During
the summer, I took a two-week nostalgic trip to the Midwest visiting the places
of my birth and childhood.
It became possible for me because my daughter, Karen, knowing my wish to visit my “roots,” had said earlier she would be willing to drive her “old” dad (81, going pretty well on 82) on this memory venture.
Karen is a public elementary school principal, member of the church council of First Evangelical Lutheran Church in Tacoma and member of our Southwestern Washington WordAlone Chapter board; therefore, she maintains a continuing interest in the Lutheran church and its history as well as a fondness for knowing more about her family heritage.
Our first stop was the farm in Hayward, Minn., where my great-grandfather, an immigrant from Gran Hadeland, Norway, homesteaded and purchased railroad land in 1865. He became a devoted member, with his wife and 10 children, of the Hayward Lutheran Church. He served as church treasurer for 30 years.
After visiting the farm in Hayward, we proceeded to the home of Luther College, Decorah, Iowa, the town where I was born. I was baptized at First Lutheran Church there in 1927. First Lutheran was built and dedicated in 1874. Originally known as Decorah Lutheran, founded in 1863, its history is interwoven with that of Luther College. Both First and Decorah Lutheran churches are members of the Evangelical Lutheran Church in America.
It was quite emotional for Karen and me to stand in the old sanctuary and think on that day when my dad and mom carried me up to the original baptismal font 81 years ago to become a member of God’s family, baptized in the name of God, the Father, Son and Holy Spirit. As we looked up to a beautiful portrait of our Savior holding the “lost lamb,” we could only stand in awe of the boundless love and grace of God who seeks the lost until found.
We traveled on to Blair, Neb., where following graduation from Luther College, my dad became a professor of Danish at Dana College. My early school days (grades 1 through 5) were spent in Blair in the rich presence of and in daily association with the Dana college professors and those Danish Lutheran theologians who taught at Trinity Seminary.
From Dana our family moved in 1938 to Pacific Lutheran College in Parkland, Wash., where my dad joined the staff as a field agent and fund-raiser.
My daughter, Karen, God bless her, with her audiovisual camera recorded my entire adventure in personal reminiscence and family history for the grandchildren and now great-grandchildren.
Knowing as you do, that Lutheran doctrine, theology and good works are not the way to heaven, but faith alone is, His promise, I do want my children, grandchildren and great grandchildren to know that their family heritage in Lutheran history and tradition is “solid ground” for believing and knowing that Christ and His Word alone are the answers for eternal life and living each day.
This foregoing preamble on my travels of nostalgic remembrance and appreciation for my Lutheran Midwestern roots is written mainly for the purpose of establishing the rationale for my own continuing involvement as a Lutheran layman in working actively and assertively with others who--as I--watch with concern and regret the continuing loss of churches and individual church membership from the rosters of the Evangelical Lutheran Church of America.

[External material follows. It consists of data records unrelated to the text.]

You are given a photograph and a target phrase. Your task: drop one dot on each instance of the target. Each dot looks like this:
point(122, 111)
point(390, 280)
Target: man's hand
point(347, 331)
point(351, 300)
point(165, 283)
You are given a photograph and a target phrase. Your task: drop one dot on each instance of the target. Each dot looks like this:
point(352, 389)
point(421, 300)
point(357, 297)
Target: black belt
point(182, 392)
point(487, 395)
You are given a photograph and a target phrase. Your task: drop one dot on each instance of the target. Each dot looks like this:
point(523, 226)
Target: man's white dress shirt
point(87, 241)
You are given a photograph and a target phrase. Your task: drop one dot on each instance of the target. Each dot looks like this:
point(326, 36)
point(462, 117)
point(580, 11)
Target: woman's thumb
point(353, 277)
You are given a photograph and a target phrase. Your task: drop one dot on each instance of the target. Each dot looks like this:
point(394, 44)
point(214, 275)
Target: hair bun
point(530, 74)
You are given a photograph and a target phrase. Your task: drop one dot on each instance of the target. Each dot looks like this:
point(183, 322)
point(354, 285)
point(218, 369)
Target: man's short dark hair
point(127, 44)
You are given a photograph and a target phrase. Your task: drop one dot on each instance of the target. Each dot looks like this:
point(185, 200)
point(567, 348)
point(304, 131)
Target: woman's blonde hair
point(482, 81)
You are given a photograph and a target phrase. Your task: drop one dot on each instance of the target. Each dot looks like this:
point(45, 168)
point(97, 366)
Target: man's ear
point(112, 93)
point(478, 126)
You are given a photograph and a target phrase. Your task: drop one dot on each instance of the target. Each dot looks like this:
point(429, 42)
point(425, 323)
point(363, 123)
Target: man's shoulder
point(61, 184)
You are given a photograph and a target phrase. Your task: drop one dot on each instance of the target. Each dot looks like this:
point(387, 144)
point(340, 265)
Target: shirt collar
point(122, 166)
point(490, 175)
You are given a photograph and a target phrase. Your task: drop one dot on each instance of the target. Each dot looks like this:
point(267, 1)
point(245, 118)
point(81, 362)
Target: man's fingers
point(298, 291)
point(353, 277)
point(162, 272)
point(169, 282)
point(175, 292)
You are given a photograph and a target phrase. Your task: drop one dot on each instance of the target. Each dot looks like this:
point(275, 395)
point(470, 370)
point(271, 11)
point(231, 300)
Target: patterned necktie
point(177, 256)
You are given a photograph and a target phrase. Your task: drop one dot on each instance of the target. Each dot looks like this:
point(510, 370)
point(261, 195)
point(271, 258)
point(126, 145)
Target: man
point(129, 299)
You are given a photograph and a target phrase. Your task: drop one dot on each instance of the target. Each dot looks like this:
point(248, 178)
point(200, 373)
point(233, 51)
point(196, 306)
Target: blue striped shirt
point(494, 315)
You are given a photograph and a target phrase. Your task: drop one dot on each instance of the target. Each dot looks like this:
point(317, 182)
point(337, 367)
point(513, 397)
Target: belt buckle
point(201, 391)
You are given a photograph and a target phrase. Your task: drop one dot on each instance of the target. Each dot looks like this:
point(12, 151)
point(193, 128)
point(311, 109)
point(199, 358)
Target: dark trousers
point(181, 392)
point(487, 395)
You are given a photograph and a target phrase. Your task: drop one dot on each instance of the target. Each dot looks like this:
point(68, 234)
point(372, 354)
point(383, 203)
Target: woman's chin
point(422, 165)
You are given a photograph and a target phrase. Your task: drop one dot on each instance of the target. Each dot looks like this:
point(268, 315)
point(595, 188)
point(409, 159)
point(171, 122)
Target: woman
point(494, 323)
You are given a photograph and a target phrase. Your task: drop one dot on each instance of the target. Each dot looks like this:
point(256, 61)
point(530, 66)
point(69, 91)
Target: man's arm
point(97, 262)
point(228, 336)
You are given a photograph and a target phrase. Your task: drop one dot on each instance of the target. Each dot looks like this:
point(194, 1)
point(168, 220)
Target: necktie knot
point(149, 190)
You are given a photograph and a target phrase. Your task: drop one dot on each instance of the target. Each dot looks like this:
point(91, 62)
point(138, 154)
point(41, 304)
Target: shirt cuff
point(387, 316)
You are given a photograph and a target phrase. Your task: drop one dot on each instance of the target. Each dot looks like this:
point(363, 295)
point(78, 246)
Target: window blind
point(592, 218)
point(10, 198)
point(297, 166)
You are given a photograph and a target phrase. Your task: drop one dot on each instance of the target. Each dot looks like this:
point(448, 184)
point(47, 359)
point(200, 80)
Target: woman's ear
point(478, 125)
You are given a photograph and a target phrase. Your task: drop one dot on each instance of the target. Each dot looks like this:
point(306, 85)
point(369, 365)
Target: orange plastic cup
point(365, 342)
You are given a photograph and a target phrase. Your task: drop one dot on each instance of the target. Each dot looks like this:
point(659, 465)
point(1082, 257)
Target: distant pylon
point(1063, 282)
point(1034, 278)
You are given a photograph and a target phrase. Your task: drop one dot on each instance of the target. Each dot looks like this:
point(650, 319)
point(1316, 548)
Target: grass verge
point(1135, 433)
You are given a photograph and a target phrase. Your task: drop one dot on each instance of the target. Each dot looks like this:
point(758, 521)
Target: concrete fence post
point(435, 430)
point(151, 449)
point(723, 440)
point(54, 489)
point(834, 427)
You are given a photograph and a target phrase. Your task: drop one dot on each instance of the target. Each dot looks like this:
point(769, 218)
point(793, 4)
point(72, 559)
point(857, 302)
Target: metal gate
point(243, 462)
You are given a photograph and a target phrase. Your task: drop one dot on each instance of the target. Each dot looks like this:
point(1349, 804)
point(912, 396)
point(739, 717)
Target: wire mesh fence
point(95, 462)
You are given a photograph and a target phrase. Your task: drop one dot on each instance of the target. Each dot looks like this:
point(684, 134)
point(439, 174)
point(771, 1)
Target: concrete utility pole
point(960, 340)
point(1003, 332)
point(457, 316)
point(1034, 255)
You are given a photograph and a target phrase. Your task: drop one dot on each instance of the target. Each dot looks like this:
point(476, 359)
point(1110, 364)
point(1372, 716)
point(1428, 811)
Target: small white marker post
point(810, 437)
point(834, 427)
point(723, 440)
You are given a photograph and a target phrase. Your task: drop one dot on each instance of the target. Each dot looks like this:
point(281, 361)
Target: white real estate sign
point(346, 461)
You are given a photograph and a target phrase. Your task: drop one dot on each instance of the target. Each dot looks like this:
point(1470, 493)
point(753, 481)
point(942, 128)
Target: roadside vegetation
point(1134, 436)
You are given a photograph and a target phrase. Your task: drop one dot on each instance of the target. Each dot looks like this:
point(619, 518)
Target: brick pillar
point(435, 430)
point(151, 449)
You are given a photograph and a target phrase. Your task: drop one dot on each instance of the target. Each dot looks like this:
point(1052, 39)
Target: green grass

For the sake of the future of our church, firmly established, solidly instituted and constituted on Biblical principles, I believe the current leadership of the ELCA must earnestly ask itself:
As an active and involved Lutheran layman all my life, I pray and ask that our ELCA leaders recommit themselves to the authority of the Scriptures as the holy, inspired Word of God; to our Lutheran Confessions; to the “Book of Concord;” to the requirements of pastors and ministers as written and adopted in Vision and Expectations for Ordained Ministers; and to the historic and traditional stance of the Lutheran church as adopted in the confession of faith in the constitution of the ELCA.